Ein großer Name mit Tradition aus der Filmtechnik-Branche — das gibt eine Ahnung von den Plänen Thomsons und passt zusammen mit dem, was viele als die Perle bei der Übernahme von Philips Broadcast betrachten: die Filmabtaster von Philips hätten etliche Unternehmen gern in ihr eigenes Produkt-Portfolio übernommen.

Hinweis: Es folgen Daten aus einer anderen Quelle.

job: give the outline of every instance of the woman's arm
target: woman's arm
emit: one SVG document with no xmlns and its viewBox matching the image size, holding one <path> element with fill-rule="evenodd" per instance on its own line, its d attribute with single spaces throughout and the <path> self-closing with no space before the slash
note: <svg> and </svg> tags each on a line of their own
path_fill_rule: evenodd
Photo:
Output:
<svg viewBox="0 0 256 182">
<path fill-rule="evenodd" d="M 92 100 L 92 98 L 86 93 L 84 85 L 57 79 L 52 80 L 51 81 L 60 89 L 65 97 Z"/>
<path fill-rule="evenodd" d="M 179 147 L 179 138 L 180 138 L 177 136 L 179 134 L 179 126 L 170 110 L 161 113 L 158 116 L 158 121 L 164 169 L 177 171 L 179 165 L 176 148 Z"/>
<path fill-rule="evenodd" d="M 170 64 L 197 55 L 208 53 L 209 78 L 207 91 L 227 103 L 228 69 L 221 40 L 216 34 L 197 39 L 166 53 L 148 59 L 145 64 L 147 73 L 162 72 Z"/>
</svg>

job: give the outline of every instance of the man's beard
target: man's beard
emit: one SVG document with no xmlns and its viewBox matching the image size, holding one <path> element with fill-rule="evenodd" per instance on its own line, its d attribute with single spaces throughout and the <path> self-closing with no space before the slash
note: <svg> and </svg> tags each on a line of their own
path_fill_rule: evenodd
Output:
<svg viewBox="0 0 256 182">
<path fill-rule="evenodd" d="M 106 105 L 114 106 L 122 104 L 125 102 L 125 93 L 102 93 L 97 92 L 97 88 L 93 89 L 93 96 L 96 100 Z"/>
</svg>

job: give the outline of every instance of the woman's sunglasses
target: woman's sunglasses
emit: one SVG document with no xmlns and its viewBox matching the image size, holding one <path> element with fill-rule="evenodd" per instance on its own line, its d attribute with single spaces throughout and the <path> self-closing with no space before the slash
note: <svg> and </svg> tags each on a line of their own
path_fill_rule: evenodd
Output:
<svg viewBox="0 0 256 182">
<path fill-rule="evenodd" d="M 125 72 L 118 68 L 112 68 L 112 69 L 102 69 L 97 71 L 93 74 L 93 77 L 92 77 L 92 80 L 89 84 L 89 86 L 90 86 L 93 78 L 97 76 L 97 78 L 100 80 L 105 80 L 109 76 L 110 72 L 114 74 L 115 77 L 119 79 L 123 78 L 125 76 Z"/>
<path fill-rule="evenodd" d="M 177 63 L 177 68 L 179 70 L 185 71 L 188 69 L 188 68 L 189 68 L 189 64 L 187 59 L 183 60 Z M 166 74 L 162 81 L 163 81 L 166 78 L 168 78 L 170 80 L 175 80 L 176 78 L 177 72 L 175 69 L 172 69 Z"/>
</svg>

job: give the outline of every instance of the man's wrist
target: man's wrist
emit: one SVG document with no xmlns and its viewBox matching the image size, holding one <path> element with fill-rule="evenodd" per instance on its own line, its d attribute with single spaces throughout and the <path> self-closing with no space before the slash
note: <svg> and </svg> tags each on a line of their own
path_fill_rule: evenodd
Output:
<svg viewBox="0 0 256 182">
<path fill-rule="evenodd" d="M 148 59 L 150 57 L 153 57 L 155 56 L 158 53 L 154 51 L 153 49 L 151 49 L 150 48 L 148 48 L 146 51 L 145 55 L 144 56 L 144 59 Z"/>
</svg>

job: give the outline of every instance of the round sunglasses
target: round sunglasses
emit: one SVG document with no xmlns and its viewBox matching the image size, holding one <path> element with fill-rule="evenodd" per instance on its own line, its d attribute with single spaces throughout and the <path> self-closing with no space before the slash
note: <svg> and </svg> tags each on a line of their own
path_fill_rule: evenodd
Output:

Was aber passiert mit dem Rest der Produktfamilien von Thomson und Philips? Wird es beide Kamera- und Mischerlinien weitergeben? Bei den konkreten Produkten kann Thomson derzeit zwar den technisch moderneren Mischer liefern, aber auch Philips zeigte zur IBC200 einigen Key-Kunden im Hinterzimmer die Zukunft der Philips-Mischer — streng geheim und von der Presse abgeschirmt. Teilweise haftet den Mischern von Thomson ohnehin der Ruf an, sie seien zwar technisch top, aber durch ihr »Citroen-Design« schwer zu bedienen und so völlig anders als das übliche, gewohnte Equipment. Hat andererseits Philips Broadcast zu lang auf die Diamond-Linie gesetzt? Dass der Videomischer-Markt wirtschaftlich interessant ist, zeigt der Versuch von Pinnacle, hier Fuß zu fassen, denn Pinnacle ist auf agressivem Wachstumskurs und ganz klar auf Computertechnik fokussiert. Dass der Mischermarkt umkämpft ist, dafür sorgt auch die Neuentwicklung Kalypso von Grass Valley.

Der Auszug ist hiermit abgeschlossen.